Profiling
Profile a NYXDB engine with Tracy (instrumented), Parca, and Pyroscope (continuous eBPF).
When the engine is slow, hung, or contended, three complementary profilers cover gaps the others don't.
| Tool | Kind | Production? | Best at |
|---|---|---|---|
| Tracy | Instrumented, on-demand | build-gated | Zone timing and lock contention on the hot path |
| Parca | Continuous, eBPF | yes | On-CPU and off-CPU flamegraphs, no code changes |
| Pyroscope | Continuous, eBPF | yes | Same class as Parca, Grafana-native |
Tracy
Tracy is an instrumented profiler: the engine emits zones and plots the code was
annotated with (the NYXDB_ZONE* macros). It is off by default and zero-cost
— the macros compile to nothing.

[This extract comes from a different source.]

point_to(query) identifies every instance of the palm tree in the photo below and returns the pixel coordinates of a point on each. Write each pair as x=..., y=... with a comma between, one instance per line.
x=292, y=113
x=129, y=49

Built with -DNYXDB_TRACY=ON, the client is
compiled on-demand, so even an enabled build collects nothing until a Tracy
viewer connects (default TCP 8086).
Tracy is instrumented engine-wide, including allocator-level memory profiling, which makes it the tool for lock-contention and "which lock is the flush thread parked on" investigations that SQL telemetry can't answer.
Parca & Pyroscope
Parca and Pyroscope are continuous eBPF profilers — they attach to the running process and produce on-CPU and off-CPU flamegraphs with no code changes, suitable for always-on production profiling.
In-engine query timing is also available without any external profiler: see
system.queries for per-stage and
per-operator µs, and system.traces for span timelines.
TODO-verify: Parca (P1) and Pyroscope (P2) setup are staged in the engine's profiling runbook; confirm the wiring for your deployment.